CS SEMINAR

Non-invasive cleaning of uncertain data

Speaker
Professor Sebastian Link
University of Auckland

Chaired by
Dr Sanjay JAIN, Provost's Chair Professor, School of Computing
sanjay@comp.nus.edu.sg

21 Jul 2017 Friday, 02:30 PM to 04:00 PM

SR@LT19

Abstract:

We depart from the classical view of data cleaning that considers data itself dirty and, instead, consider the degrees of uncertainty attributed to data as dirty. Applying possibility theory, tuples are assigned degrees of possibility with which they occur, and constraints are assigned degrees of certainty that say to which tuples they apply. In contrast to classical data cleaning we do not remove or modify some minimal set of tuples, but marginally reduce their degrees of possibility.
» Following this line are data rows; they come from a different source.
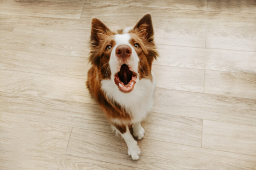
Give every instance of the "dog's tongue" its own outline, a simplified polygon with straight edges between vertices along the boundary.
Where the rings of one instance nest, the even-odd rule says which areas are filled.
[[[127,85],[131,79],[132,71],[129,70],[129,67],[126,65],[123,65],[121,67],[120,71],[118,73],[118,77],[120,80]]]

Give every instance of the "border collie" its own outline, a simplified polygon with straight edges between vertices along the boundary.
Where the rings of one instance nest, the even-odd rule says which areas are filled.
[[[140,150],[129,128],[142,139],[145,130],[140,122],[153,106],[155,85],[151,68],[158,55],[153,36],[150,14],[134,27],[116,32],[97,18],[92,20],[92,66],[87,85],[113,129],[125,140],[134,160],[139,159]]]

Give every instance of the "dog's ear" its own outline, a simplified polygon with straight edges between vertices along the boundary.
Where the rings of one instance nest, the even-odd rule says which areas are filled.
[[[151,15],[149,14],[144,15],[136,24],[134,29],[138,31],[141,37],[148,42],[153,40],[154,30]]]
[[[102,35],[111,32],[110,30],[98,18],[92,20],[92,29],[91,31],[91,45],[98,46]]]

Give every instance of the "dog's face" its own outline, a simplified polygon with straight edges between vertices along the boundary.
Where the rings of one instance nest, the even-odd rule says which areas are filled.
[[[140,79],[152,79],[151,66],[158,54],[151,16],[145,15],[133,28],[113,32],[100,20],[92,21],[91,62],[101,78],[113,80],[119,90],[132,91]]]

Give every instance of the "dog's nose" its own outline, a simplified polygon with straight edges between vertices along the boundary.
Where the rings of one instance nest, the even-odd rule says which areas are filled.
[[[116,49],[116,54],[119,57],[125,60],[131,54],[131,48],[128,45],[119,45]]]

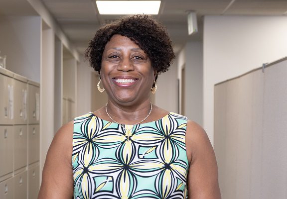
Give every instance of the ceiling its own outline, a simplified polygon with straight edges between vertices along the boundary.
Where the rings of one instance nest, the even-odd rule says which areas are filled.
[[[17,1],[0,0],[11,5]],[[121,16],[99,15],[95,0],[42,1],[81,54],[101,25]],[[189,36],[190,10],[197,14],[199,31]],[[159,13],[154,17],[167,27],[177,52],[187,41],[202,40],[203,17],[206,15],[287,15],[287,0],[161,0]]]

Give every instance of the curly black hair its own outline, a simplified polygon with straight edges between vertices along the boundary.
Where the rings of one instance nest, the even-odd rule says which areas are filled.
[[[175,58],[171,41],[162,24],[147,15],[127,16],[99,29],[85,52],[91,66],[99,73],[106,44],[115,34],[134,41],[146,53],[158,74],[168,70]]]

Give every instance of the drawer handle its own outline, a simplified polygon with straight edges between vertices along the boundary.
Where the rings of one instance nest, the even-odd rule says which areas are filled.
[[[19,133],[19,136],[22,136],[23,135],[23,130],[22,130],[22,128],[20,129],[20,133]]]
[[[8,132],[7,132],[7,129],[4,129],[4,139],[7,139],[8,138]]]
[[[5,184],[5,187],[4,188],[4,194],[8,193],[8,185]]]
[[[19,180],[19,184],[21,185],[23,184],[23,179],[22,179],[22,176],[20,176],[20,180]]]
[[[8,117],[8,108],[7,107],[4,107],[4,117]]]

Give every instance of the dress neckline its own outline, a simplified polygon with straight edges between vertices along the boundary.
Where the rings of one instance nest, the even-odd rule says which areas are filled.
[[[118,124],[117,123],[116,123],[116,122],[114,122],[114,121],[108,121],[108,120],[106,120],[104,119],[102,119],[101,117],[100,117],[96,115],[95,114],[94,114],[94,112],[91,111],[91,112],[90,112],[89,113],[90,113],[90,114],[91,114],[92,115],[93,115],[93,116],[96,117],[97,117],[97,118],[99,118],[99,119],[101,119],[101,120],[103,120],[103,121],[106,121],[106,122],[111,122],[111,123],[117,124],[118,124],[118,125],[119,124]],[[148,122],[141,123],[140,123],[140,124],[137,124],[137,125],[135,125],[135,126],[137,126],[137,125],[141,125],[141,124],[148,124],[148,123],[156,122],[157,122],[157,121],[159,121],[159,120],[160,120],[162,119],[164,117],[166,117],[166,116],[167,116],[168,115],[169,115],[170,114],[172,114],[172,113],[173,113],[172,112],[168,112],[168,113],[167,114],[166,114],[166,115],[164,115],[163,116],[161,117],[159,119],[157,119],[157,120],[156,120],[151,121],[149,121],[149,122]],[[126,125],[133,125],[133,124],[122,124],[122,125],[124,125],[124,126],[126,126]]]

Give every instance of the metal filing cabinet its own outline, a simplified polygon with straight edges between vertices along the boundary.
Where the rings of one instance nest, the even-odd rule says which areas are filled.
[[[31,81],[28,82],[28,122],[38,124],[40,122],[40,85]]]
[[[28,178],[27,171],[21,173],[14,177],[14,199],[27,199]]]
[[[0,125],[0,181],[13,172],[13,126]]]
[[[0,68],[0,125],[13,124],[13,77],[14,74]]]
[[[14,126],[14,170],[27,166],[27,126],[26,125]]]
[[[0,199],[14,199],[13,178],[0,183]]]
[[[28,125],[28,164],[38,161],[40,159],[40,131],[39,124]]]
[[[40,189],[40,166],[32,166],[28,171],[28,198],[37,199]]]
[[[28,81],[19,75],[14,75],[14,124],[27,124]]]

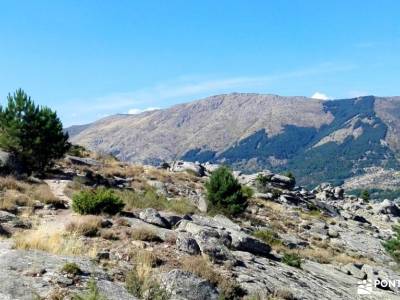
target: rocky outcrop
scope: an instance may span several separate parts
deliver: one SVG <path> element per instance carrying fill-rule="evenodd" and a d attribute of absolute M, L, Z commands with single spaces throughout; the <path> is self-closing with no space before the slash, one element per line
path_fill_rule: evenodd
<path fill-rule="evenodd" d="M 61 270 L 66 263 L 79 266 L 78 278 L 65 277 Z M 12 250 L 8 242 L 0 241 L 0 269 L 0 299 L 45 299 L 65 287 L 72 296 L 82 292 L 91 277 L 97 279 L 98 289 L 109 300 L 137 299 L 126 291 L 123 283 L 114 282 L 96 264 L 83 258 Z"/>
<path fill-rule="evenodd" d="M 190 272 L 172 270 L 161 275 L 161 283 L 175 300 L 217 300 L 218 291 L 207 280 Z"/>

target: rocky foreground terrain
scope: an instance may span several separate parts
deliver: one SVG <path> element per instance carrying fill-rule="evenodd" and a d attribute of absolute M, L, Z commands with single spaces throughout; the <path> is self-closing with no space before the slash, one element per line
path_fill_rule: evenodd
<path fill-rule="evenodd" d="M 393 286 L 358 295 L 362 280 L 400 280 L 382 246 L 395 203 L 235 172 L 254 191 L 245 213 L 210 215 L 216 167 L 69 156 L 44 180 L 0 177 L 0 299 L 400 299 Z M 95 186 L 123 211 L 74 213 L 72 195 Z"/>

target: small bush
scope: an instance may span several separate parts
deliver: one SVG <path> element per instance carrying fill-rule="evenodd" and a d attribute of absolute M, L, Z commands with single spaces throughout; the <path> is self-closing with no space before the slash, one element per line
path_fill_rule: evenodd
<path fill-rule="evenodd" d="M 269 179 L 264 174 L 258 174 L 256 177 L 256 185 L 265 186 L 269 182 Z"/>
<path fill-rule="evenodd" d="M 215 170 L 205 186 L 211 212 L 237 215 L 246 209 L 247 198 L 242 186 L 227 167 Z"/>
<path fill-rule="evenodd" d="M 67 154 L 77 157 L 87 157 L 89 151 L 85 149 L 85 147 L 80 145 L 71 145 Z"/>
<path fill-rule="evenodd" d="M 100 213 L 114 215 L 123 207 L 122 200 L 112 190 L 104 188 L 81 191 L 72 197 L 72 209 L 82 215 Z"/>
<path fill-rule="evenodd" d="M 107 300 L 107 298 L 100 293 L 94 278 L 90 278 L 87 285 L 87 291 L 75 295 L 72 300 Z"/>
<path fill-rule="evenodd" d="M 360 193 L 360 198 L 361 198 L 364 202 L 368 202 L 368 201 L 369 201 L 369 198 L 370 198 L 370 195 L 369 195 L 368 190 L 363 190 L 363 191 Z"/>
<path fill-rule="evenodd" d="M 301 257 L 295 253 L 285 253 L 282 257 L 282 262 L 291 267 L 301 267 Z"/>
<path fill-rule="evenodd" d="M 394 258 L 396 262 L 400 262 L 400 225 L 393 226 L 394 237 L 383 243 L 385 250 Z"/>
<path fill-rule="evenodd" d="M 135 267 L 125 278 L 125 287 L 129 293 L 140 299 L 167 300 L 168 293 L 153 279 L 153 268 L 157 266 L 157 257 L 149 251 L 134 254 Z"/>
<path fill-rule="evenodd" d="M 96 236 L 101 227 L 101 218 L 98 216 L 81 216 L 75 218 L 65 226 L 68 232 L 83 236 Z"/>
<path fill-rule="evenodd" d="M 76 263 L 66 263 L 62 267 L 61 272 L 66 273 L 68 275 L 72 275 L 72 276 L 82 274 L 82 270 L 79 268 L 79 266 Z"/>
<path fill-rule="evenodd" d="M 139 241 L 146 241 L 146 242 L 160 242 L 161 239 L 157 235 L 157 233 L 154 230 L 145 228 L 145 227 L 139 227 L 136 229 L 133 229 L 130 233 L 130 236 L 134 240 L 139 240 Z"/>
<path fill-rule="evenodd" d="M 279 238 L 278 234 L 276 232 L 273 232 L 272 230 L 268 229 L 257 230 L 253 233 L 253 235 L 268 245 L 282 244 L 282 241 Z"/>
<path fill-rule="evenodd" d="M 110 240 L 110 241 L 119 240 L 119 235 L 114 229 L 104 229 L 101 231 L 100 235 L 105 240 Z"/>
<path fill-rule="evenodd" d="M 51 204 L 56 208 L 65 208 L 64 201 L 54 196 L 47 184 L 41 184 L 35 187 L 33 197 L 44 204 Z"/>

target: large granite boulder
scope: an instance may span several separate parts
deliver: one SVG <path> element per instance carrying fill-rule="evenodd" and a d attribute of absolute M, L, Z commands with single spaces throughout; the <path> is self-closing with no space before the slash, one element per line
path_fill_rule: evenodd
<path fill-rule="evenodd" d="M 174 269 L 161 275 L 161 285 L 174 300 L 217 300 L 218 290 L 207 280 Z"/>

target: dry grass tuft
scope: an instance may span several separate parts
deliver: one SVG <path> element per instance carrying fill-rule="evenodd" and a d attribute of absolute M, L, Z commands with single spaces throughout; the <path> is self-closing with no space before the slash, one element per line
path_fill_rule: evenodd
<path fill-rule="evenodd" d="M 88 249 L 76 235 L 68 235 L 47 226 L 15 234 L 14 248 L 41 250 L 61 255 L 86 255 L 94 257 L 94 252 L 89 251 L 93 249 Z"/>
<path fill-rule="evenodd" d="M 0 209 L 16 212 L 17 206 L 32 206 L 33 200 L 18 190 L 6 190 L 0 197 Z"/>
<path fill-rule="evenodd" d="M 105 240 L 116 241 L 119 240 L 119 234 L 115 229 L 103 229 L 100 236 Z"/>
<path fill-rule="evenodd" d="M 55 207 L 60 207 L 64 205 L 64 202 L 58 199 L 51 192 L 50 187 L 47 184 L 41 184 L 33 189 L 33 197 L 45 204 L 52 204 Z"/>
<path fill-rule="evenodd" d="M 143 173 L 143 166 L 121 163 L 108 164 L 101 169 L 101 174 L 106 177 L 135 178 L 141 176 Z"/>
<path fill-rule="evenodd" d="M 101 217 L 92 215 L 75 217 L 65 226 L 65 230 L 77 235 L 96 236 L 101 227 L 101 220 Z"/>
<path fill-rule="evenodd" d="M 16 190 L 24 192 L 29 189 L 27 183 L 18 181 L 12 176 L 0 177 L 0 190 Z"/>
This reduction requires us to investigate a new qualitative version of the vertex cover problem. We establish an algorithm that is NP-complete but fixed parameter tractable in the size of the qualitative vertex cover. Experiments with benchmark and real-world data show that our algorithm is very fast, outperforms the classical algorithm, and performance improves with higher numbers of uncertainty degrees.


Biodata:

Sebastian received his PhD in Information Systems from Massey University in 2005, and is currently Professor in the University of Auckland. His research interest is in the application of logic, algebra, combinatorics, and statistics to computer science. He has mainly worked in the area of database theory, conceptual modeling and XML. However, he is also very much interested in the motivation of the research area, in particular in the perceived drivers and barriers to concepts in databases and modeling.